# A solemn farewell to 416 Squadron



## RL206 (23 Jul 2006)

http://www.durhamregion.com/dr/regions/oshawa/story/3597205p-4157994c.html
A solemn farewell to 416 Squadron 

Jul 18, 2006

             
OSHAWA -- Mayor John Gray, members of City council, residents and guests bid farewell last week to 416 "City of Oshawa" Tactical Fighter Squadron at a special ceremony honouring its contributions to Canada and the world.

The 416 Squadron -- also known as the Lynx -- was originally formed on Nov. 22, 1941 during the Second World War and disbanded on July 6, 2006. 

Over its history, the 416 Squadron flew fighter aircraft such as the Spitfire, Mustang, Sabre, Canuck and CF-101 Voodoo, and, beginning in 1988, exclusively the CF-18 Hornet.

During the close-out ceremony held July 14, five former members of 416 Tactical Fighter Squadron handed over the Colours -- the Squadron Ceremonial Flag and "Lynx" -- to the City to hold in trust.

The colours will be guarded and prominently displayed at City Hall until the squadron is called upon again to serve Canada. The colours act as a tribute to the 39 members killed or missing during the Second World War and to the 17 members lost while serving with 416 Tactical Fighter Squadron since. 

"It is a privilege to celebrate the 416 Squadron's long history with the City of Oshawa and its distinguished past serving our country," said Mayor Gray. "We are honoured to hold in trust the colours of the 416 Squadron, which stand testament to the Squadron and the City."

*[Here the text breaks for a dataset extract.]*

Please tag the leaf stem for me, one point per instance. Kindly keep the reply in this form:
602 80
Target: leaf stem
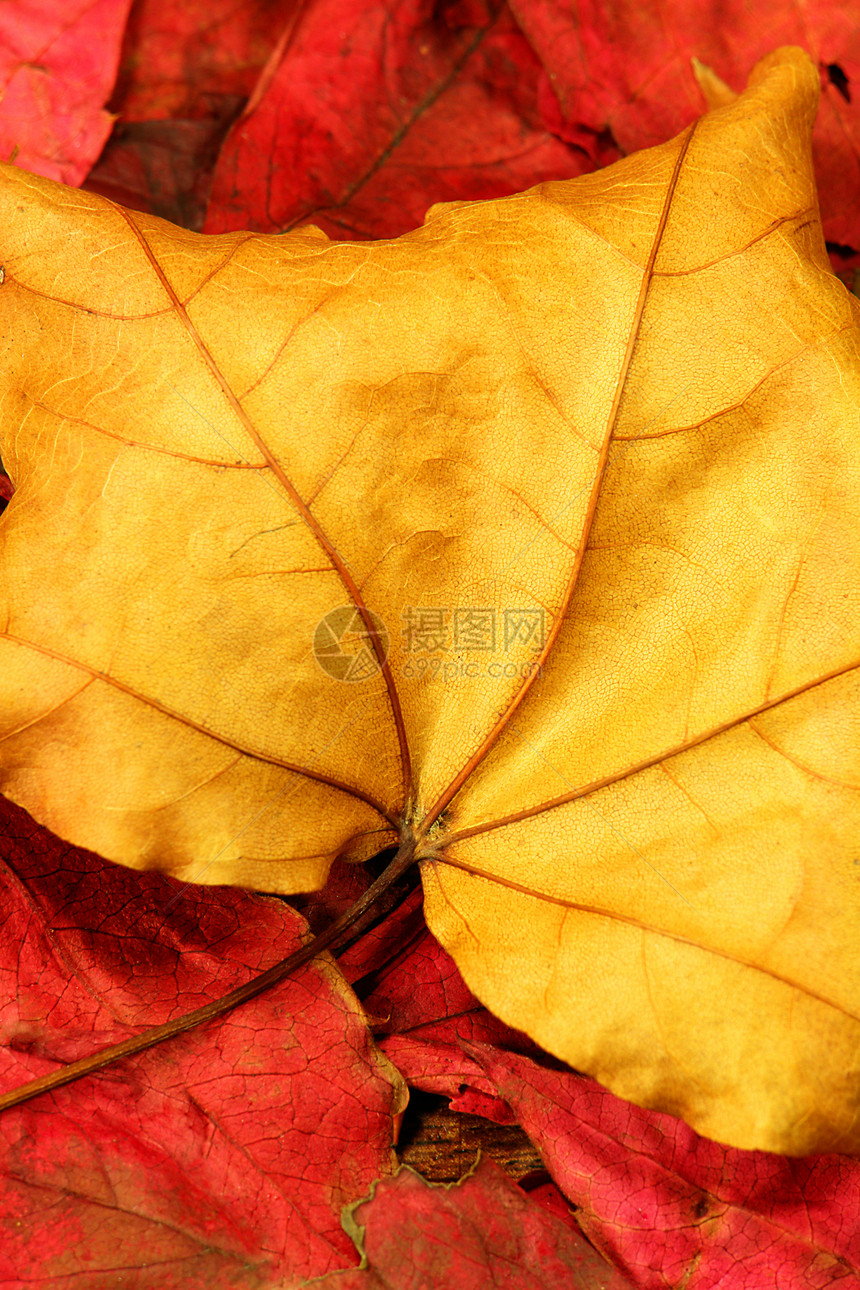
357 917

During the Second World War, the squadron served with distinction defending Britain and during notable operations such as Dieppe, Normandy and at Arnhem and the Rhine. 416 received numerous Second World War battle honours including 11 Distinguished Flying Crosses. For part of this period, 416 Squadron was led by one of the RCAF's greatest fighter leaders, Wing Commander Lloyd Chadburn, after whom the Oshawa Air Cadet Squadron -- 151 Chadburn -- is named.

In early 1990, 416 Squadron took an active role in the UN coalition force against Iraq. 416 Squadron has also taken part in the first Gulf War, Operation Allied Force in Kosovo and Operation Noble Eagle, protecting the skies of Canada through NORAD.


----------



## gaspasser (24 Jul 2006)

:'(
Hmm, another unit is disbanded.  Why? Does anyone know what 416 flew in the last years?  IIRC, it was CF-18's.  And what base they were at?


----------



## Inch (24 Jul 2006)

Gaspasser said:
			
		

> :'(
> Hmm, another unit is disbanded.  Why? Does anyone know what 416 flew in the last years?  IIRC, it was CF-18's.  And what base they were at?



There have been multiple amalgamations of sqns into super sqns in the past year. IIRC, it frees up a handful of people for other postings in the new HQs being set up.

416 Sqn, amazing what you can find with a google search or even just a quick visit to the Air Force site.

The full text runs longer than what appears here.